Years later, these workers start to develop cancers and scarring in their lungs that has developed as a direct result of these fibres. Asbestos-related diseases such as mesothelioma and asbestosis have a long latency period and it can take between 15 and 60 years for symptoms to become apparent.
These conditions cannot be cured and statistics from Cancer Research UK show that just 10% of people diagnosed with mesothelioma will survive beyond 3 years. Asbestos-related diseases are a type of industrial illness which clearly requires substantial compensation to be paid to the injured person or their family, if the person has died.
The key question is that of who should pay the compensation and how much. If a person suffering from mesothelioma or asbestosis has worked for more than one firm that exposed him to the dangers of asbestos, are the companies jointly liable to pay compensation or can just one company be found to be negligent?
A ruling in the case of Fairchild (2002) created the precedent that if one business could be found to have been negligent, that business would have to pay the full compensation award. This was greeted with relief from claimants, who find it difficult or even impossible to track down all the employers who may have exposed them to the risk of asbestos after 30 years.
However, this ruling was amended by the House of Lords in the recent case of Barker v St Gobain Pipelines (2006). It was decided that all the companies who had exposed the claimant to asbestos should share the compensation burden. The insurance company of each business would pay compensation in proportion to the risk they caused.
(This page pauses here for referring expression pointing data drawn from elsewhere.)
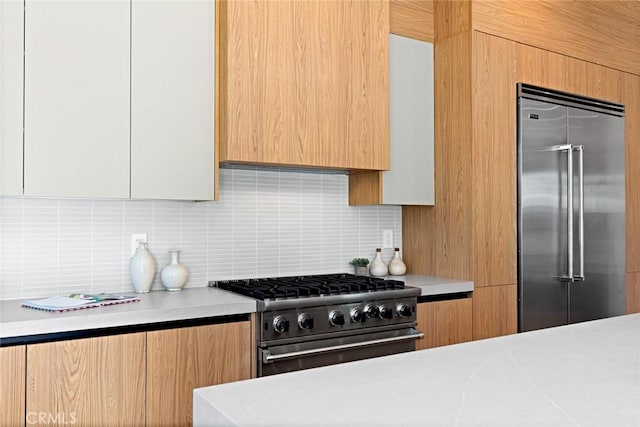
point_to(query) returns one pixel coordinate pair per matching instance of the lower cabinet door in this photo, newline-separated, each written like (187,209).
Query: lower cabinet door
(179,360)
(88,382)
(12,372)
(445,322)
This could present the scenario of mesothelioma and asbestosis sufferers only receiving part of the compensation to which they are entitled if they are unable to identify all of the businesses that may have caused their industrial illness.
The Pneumoconiosis (Workers' Compensation) Act of 1979 offers people the chance to make a compensation claim if they cannot track down any of their employers during their time of exposure to asbestos. However, if any mesothelioma or asbestosis compensation at all has been awarded to the claimant by the Courts, this fund is made unavailable, meaning that this Act will not be of any assistance to the people who have received partial compensation.
A solution must be reached for the thousands of people who are diagnosed with mesothelioma, asbestosis, and other asbestos-related industrial illnesses each year. The legacy of asbestos is still here for years to come. A Health and Safety Executive report in 2003 suggested that diagnoses of these diseases will hit peak figures between 2011 and 2015, when at least 2,500 people a year will be dying from asbestos-related disease.
Just what the answer is has not yet been determined. One idea that has been put forward is that of having the equivalent of the Motor Insurers Bureau, which would represent untraceable companies. Insurers would each put into a pool to which claimants could turn after all other options are exhausted.
Another option is that the ruling in the Barker case is overturned and the previous method of one company taking full responsibility for compensation is reinstated. However, insurance companies are likely to offer many objections to this suggestion.
The most important thing is that the people suffering from mesothelioma, asbestosis and other incurable industrial illnesses get compensation for their injuries. It is recommended that anyone considering making a compensation claim of this type gets specialist representation from personal injury solicitors with particular experience and expertise in this field.